Volcanic Attitude è il festival arrivato alla sua terza edizione, che mette in connessione l’attività scientifica dei vulcanologi dell’Osservatorio Vesuviano dell’Istituto Nazionale di Geologia e Vulcanologia e dell’Istituto di Biologia Marina, e gli artisti. Un appuntamento culturale che, attraverso occasioni di dialogo e confronto, con professionisti di discipline diverse e con un pubblico non eterogeneo, permette l’osservazione attraverso prospettive non ordinarie. Le alte-profondità (gli abissi e gli oceani, i vulcani sottomarini e i cambiamenti climatici), è stato il focus di quest’anno, sviluppato attraverso talk, performance e installazioni. Un’esperienza diretta e fisica, prima di tutto, in cui immergersi completamente.
Un programma intenso di tre giorni (che si è svolto dal 19 al 21 giugno), partito da Napoli con la visita nel cuore nevralgico della sede che controlla i vulcani, l’osservatorio, con il primo ricercatore Sandro De Vita, per spostarsi nelle Isole Eolie e sull’isola di Vulcano. Se a Napoli la centrale diventa luogo in cui alcuni artisti (Nikolaus Gansterer, Mariella Greil, Peter Kozek, Lucie Strecker, Victor Jaschke) attivano una conferenza performativa “Shaken Grounds. Seismography of Precarious Presences”, il viaggio verso l’isola è l’occasione per la proiezione del racconto fotografico di Emilio Messina. Un percorso a bordo della Nave Laurana del Gruppo Caronte & Tourist che con Gianfilippo De Astis, Vulcanologo di INGV, attraversa le rotte del vulcano sommerso più grande d’Europa e del Mediterraneo, il Marsili. È ancora la narrazione fotografica il medium scelto per allestire una mostra, e attivare un laboratorio con gli studenti del Liceo Scientifico di Lipari con il fotografo Filippo Romano (già al festival nell’edizione del 2023), in dialogo questa volta con Storie Emdemiche, ideato con il naturalista esperto eoliano Pietro Lo Cascio, fondatore di Nesos.

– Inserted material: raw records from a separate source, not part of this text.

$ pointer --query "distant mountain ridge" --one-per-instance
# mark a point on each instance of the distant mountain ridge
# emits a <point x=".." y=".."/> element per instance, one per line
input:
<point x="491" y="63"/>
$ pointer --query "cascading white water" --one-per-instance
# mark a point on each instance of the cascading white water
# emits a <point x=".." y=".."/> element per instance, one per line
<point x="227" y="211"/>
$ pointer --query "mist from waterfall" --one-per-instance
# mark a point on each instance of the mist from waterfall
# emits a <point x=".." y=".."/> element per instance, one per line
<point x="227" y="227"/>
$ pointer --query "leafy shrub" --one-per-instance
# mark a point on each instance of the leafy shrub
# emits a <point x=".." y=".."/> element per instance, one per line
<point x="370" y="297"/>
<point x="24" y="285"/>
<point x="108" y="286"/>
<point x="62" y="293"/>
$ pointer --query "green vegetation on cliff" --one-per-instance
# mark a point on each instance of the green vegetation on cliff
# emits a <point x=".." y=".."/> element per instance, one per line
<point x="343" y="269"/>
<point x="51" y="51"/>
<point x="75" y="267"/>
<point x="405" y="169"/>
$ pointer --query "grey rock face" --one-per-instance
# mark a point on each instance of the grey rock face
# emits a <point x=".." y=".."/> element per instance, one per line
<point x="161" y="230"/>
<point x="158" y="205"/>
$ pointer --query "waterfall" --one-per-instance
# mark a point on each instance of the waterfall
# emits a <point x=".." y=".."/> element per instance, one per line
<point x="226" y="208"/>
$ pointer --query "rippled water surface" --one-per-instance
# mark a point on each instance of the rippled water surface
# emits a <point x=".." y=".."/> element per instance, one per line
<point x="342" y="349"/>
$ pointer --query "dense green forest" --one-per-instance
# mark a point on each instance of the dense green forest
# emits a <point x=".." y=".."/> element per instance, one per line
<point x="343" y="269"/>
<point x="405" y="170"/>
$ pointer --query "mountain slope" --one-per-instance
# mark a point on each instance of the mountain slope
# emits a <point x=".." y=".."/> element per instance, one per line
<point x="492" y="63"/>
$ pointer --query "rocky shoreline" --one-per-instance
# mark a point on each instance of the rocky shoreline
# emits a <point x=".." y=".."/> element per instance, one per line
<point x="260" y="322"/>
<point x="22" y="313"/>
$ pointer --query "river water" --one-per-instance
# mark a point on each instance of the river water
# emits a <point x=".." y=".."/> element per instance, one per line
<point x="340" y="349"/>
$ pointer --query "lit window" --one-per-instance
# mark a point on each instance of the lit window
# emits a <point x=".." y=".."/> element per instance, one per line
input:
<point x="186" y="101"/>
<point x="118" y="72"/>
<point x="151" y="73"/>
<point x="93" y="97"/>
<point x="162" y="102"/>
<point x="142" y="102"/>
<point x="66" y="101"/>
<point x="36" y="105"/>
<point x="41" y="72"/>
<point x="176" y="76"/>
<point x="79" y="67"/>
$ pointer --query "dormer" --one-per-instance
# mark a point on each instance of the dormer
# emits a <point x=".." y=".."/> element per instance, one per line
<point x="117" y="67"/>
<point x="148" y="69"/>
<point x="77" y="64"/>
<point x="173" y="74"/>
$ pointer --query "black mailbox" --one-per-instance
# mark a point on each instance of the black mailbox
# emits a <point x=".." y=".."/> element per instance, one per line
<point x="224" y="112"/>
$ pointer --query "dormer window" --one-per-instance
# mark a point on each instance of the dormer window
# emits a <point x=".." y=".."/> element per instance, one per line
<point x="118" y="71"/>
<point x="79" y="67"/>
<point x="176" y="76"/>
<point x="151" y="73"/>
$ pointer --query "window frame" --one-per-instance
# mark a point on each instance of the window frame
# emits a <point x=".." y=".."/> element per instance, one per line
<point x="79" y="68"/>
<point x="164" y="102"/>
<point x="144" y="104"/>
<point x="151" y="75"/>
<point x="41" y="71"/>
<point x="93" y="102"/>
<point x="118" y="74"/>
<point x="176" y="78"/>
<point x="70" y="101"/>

La permeanza sull’isola di Vulcano diventa centrale nell’aprire possibilità di confronto. Tra l’installazione di Riccardo Arena, che fa da teatro alla conversazione sui vulcani introdotta da Gianfilippo de Astis, Quadrantidi, “materiali visivi e testuali”, che sono per l’artista “conoscenza spaziale”. Ma soprattutto le performances. Quella di Loredana Longo nel suggestivo moletto spiaggia Sabbia Nere nella Baia di Ponente, che lascia le impronte dei corpi e delle palme distesi sulla sabbia. Oppure salendo e scendendo al cratere La Fossa. Con l’artista Ignazio Montellaro (che insieme a Clelia Catalano), realizza Hymn to the stone I (ascent to Vucano), un’ascesa seguendo segni di un linguaggio arcaico, e con un incontro di approfondimento sulle profondità marine con la Biologa Marina UNIME, Nancy Spanò. Ma anche con l’azione collettiva filmata Trembling Teorema: A live re-enactment of Pasolini’s final scene from the 1968 film, di Lucie Strecker, Mariella Greil e Peter Kozek (del progetto di ricerca Shaken Grounds) con Victor Jaschk, e con Geo Soundscape della DJ Blue Marine alla Terrazza Hotel Les Sables Noirs & Spa, che chiude il festival con un intervento di sonorità miste tra contemporaneo, elettronica e suoni di altri luoghi.